| 27 Apr 2026
Numerical modeling on the mechanisms of chlorine chemistry in snowpack and their impact on secondary atmospheric pollution
Abstract. Snow with high albedo enhances atmospheric photochemical reactions, influencing key oxidative processes. Nitryl chloride (ClNO2), as a strong oxidizing species, is generated by the heterogeneous reaction between dinitrogen pentoxide (N2O5) and chloride adsorbed on aerosol and the ground surfaces. After sunrise, the photolysis of ClNO2 rapidly releases highly reactive chlorine radicals (Cl·), which contributes to the formation of secondary pollutants. However, the pollution mechanisms in high-latitude, snow-covered regions associated with increased chlorine emissions remain unclear.
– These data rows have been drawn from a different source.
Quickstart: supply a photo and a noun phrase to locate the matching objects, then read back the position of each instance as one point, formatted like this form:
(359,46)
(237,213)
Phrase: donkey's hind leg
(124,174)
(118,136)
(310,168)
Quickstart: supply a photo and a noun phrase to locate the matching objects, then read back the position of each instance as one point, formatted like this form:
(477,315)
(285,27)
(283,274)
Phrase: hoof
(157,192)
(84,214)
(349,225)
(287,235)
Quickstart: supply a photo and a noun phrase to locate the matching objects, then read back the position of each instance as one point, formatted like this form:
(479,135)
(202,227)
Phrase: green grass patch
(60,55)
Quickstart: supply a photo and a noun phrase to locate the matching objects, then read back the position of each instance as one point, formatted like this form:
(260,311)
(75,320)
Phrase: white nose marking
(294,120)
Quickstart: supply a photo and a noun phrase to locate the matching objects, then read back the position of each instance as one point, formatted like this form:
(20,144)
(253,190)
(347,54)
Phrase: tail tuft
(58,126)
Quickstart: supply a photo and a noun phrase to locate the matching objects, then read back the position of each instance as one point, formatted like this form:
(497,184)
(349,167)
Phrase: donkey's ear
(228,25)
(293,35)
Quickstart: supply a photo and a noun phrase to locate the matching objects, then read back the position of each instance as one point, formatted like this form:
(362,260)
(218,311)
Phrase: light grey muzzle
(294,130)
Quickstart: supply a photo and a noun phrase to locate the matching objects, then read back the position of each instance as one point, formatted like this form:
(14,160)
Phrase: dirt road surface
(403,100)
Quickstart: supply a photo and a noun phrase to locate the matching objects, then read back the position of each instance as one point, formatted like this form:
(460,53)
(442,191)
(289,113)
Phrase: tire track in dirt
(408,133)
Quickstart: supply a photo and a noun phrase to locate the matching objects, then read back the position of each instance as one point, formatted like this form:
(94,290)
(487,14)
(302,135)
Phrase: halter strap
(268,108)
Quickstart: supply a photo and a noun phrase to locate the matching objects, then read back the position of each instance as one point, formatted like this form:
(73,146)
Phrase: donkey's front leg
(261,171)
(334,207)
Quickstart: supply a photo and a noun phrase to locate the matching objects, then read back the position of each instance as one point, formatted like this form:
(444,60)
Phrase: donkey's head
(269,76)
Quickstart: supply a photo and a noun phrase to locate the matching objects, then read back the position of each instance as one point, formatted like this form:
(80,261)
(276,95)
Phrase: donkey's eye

In this study, we employed the WRF-CAMx model (Weather Research and Forecasting Model-Comprehensive Air Quality Model with extensions) with a modified chemical mechanism (CB6r2h_lts, Carbon Bond 6 revision 2 with heterogeneous chemistry for low-temperature and snow-covered conditions) that incorporated heterogeneous N2O5 reactions and ClNO2 photolysis on ground surfaces to assess their impact on regional atmosphere under snow-covered conditions in Northeast China. Our findings reveal that under snow-covered conditions, the YU20 aerosol scheme (from study by YU et al., 2020) outperforms the BT09 scheme (from study by Bertram et al., 2009) in simulating N2O5 and ClNO2 concentrations within the CAMx model. Incorporating anthropogenic chlorine emissions and ground surface chemistry significantly improved model performance for ClNO2, reducing the mean bias (MB) from -105.78 pptv to 2.66 pptv and increasing the index of agreement (IOA) from 0.39 to 0.86. These processes resulted in a maximum hourly increase of 3.65 µg/m³ in PM2.5 (relative contribution: 15.34 %) and 3.41 ppbv in MDA8 O3 (5.68 %). Notably, ground surface chemical processes were identified as the dominant source of nocturnal ClNO2, contributing approximately 28.36 % to nighttime accumulation across Northeast China. These findings not only highlight the pivotal role of chlorine chemistry in atmospheric processes under snow-covered conditions, but also provide crucial support for the refinement of the mechanisms governing the flux exchange of chemical substances between the atmosphere and the cryosphere.